Iran: Another setback for US sanctions push

October 5, 2007
Issue 

"In a setback for the United States, Iran won a two-month reprieve from new UN sanctions over its nuclear program on Friday. The Bush administration and its European allies ceded to Russian and Chinese demands to give Tehran more time to address international concerns", Associated Press reported on September 29.

Washington alleges that Iran has a secret nuclear weapons program, despite Mohammed ElBaradei, head of the UN's International Atomic Energy Agency (IAEA), which monitors Iran's nuclear program, repeatedly reporting that his inspectors have found no evidence to support this claim.

On August 27, Tehran and the IAEA secretariat reached an agreement on a timetable to clear up a series of minor outstanding issues on Iran's past nuclear activities before the end of the year.

Washington, backed by Paris, London and Berlin, had used these issues to push the UN Security Council to impose two rounds of limited financial sanctions against Iran in December and March, demanding that Tehran halt research into uranium enrichment.
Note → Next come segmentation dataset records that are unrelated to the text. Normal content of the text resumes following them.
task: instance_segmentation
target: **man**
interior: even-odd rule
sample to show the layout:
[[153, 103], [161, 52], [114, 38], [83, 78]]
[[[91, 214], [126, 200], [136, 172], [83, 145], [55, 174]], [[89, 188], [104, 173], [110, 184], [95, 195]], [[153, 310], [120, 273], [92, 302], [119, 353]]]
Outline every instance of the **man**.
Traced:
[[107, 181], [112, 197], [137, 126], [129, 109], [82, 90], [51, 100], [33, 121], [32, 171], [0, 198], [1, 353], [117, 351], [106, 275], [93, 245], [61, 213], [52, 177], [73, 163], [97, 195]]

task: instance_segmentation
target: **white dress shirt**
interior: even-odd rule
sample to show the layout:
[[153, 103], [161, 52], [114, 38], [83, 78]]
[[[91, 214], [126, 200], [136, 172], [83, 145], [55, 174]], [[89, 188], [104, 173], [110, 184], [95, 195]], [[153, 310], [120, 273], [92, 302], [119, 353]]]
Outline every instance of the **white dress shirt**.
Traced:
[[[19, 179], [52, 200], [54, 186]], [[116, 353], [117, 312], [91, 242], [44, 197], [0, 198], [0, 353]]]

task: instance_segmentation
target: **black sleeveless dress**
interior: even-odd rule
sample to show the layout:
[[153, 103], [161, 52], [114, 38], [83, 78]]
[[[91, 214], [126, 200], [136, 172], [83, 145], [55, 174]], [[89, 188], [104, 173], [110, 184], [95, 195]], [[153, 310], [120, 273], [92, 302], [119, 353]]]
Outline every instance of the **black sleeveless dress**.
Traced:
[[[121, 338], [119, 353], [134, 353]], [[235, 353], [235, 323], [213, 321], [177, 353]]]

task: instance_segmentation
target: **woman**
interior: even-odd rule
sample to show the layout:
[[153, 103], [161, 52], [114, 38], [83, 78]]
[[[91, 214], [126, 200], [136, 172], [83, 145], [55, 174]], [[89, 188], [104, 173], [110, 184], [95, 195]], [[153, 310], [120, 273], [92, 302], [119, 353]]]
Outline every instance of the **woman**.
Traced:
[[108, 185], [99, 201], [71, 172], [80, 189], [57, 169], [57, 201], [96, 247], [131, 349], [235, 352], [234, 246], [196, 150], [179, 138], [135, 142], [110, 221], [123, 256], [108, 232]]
Iran has refused to do so, pointing out that this demand contravenes its right under the 1970 nuclear non-proliferation treaty and its 1974 IAEA safeguards agreement to enrich uranium to fuel electricity generation.

Following talks in New York between the foreign ministers of the five permanent members of the Security Council — Britain, China, France, Russia and the US — plus Germany, Washington and its EU allies agreed to delay pursuit of a new sanctions resolution until November.

"The decision", AP noted, "marks another blow for Washington in its diplomatic struggle to toughen existing UN sanctions on Iran, whose leader this week declared to the UN General Assembly that the nuclear issue was 'closed' and vowed to defy attempts to add new penalties ...

"The Bush administration had hoped to capitalize on growing international frustration with President Mahmoud Ahmadinejad's hardline stance in refusing to halt uranium enrichment and reprocessing that he insists are purely for peaceful civilian energy use ...

"A joint statement from the US, Russia, China, Britain, France and Germany said they would finalize the new resolution and bring it to a vote unless reports in November from the UN's nuclear watchdog and the EU foreign policy chief 'show a positive outcome of their efforts'."

US Secretary of State Condoleezza Rice, speaking to reporters in New York, denied that the agreement was a "cave-in" by Washington to Moscow and Beijing. She also told reporters that Washington and its EU allies would pursue their own economic sanctions against Iran.

"However, French foreign minister Bernard Kouchner signaled Europe wasn't ready to move on multilateral sanctions quickly", AP reported, adding: "The French, British and Germans will meet with the full EU on Oct. 15 to discuss sanctions, but will wait until the Security Council decides before imposing their own measures, he said."

While the US has no shared economic interests with Iran due to long-standing unilateral US sanctions, France has strong economic ties with Iran. Several large French companies have projects in Iran, including Renault, which this year started production of its Logan model there, at an expected rate of 300,000 cars a year. The French-owned Total, Europe's third-largest oil company, has a 30% stake in a liquefied natural gas venture in Iran. French banks in 2005 accounted for US$5.9 billion of the $25.4 billion in foreign loans made to Iran.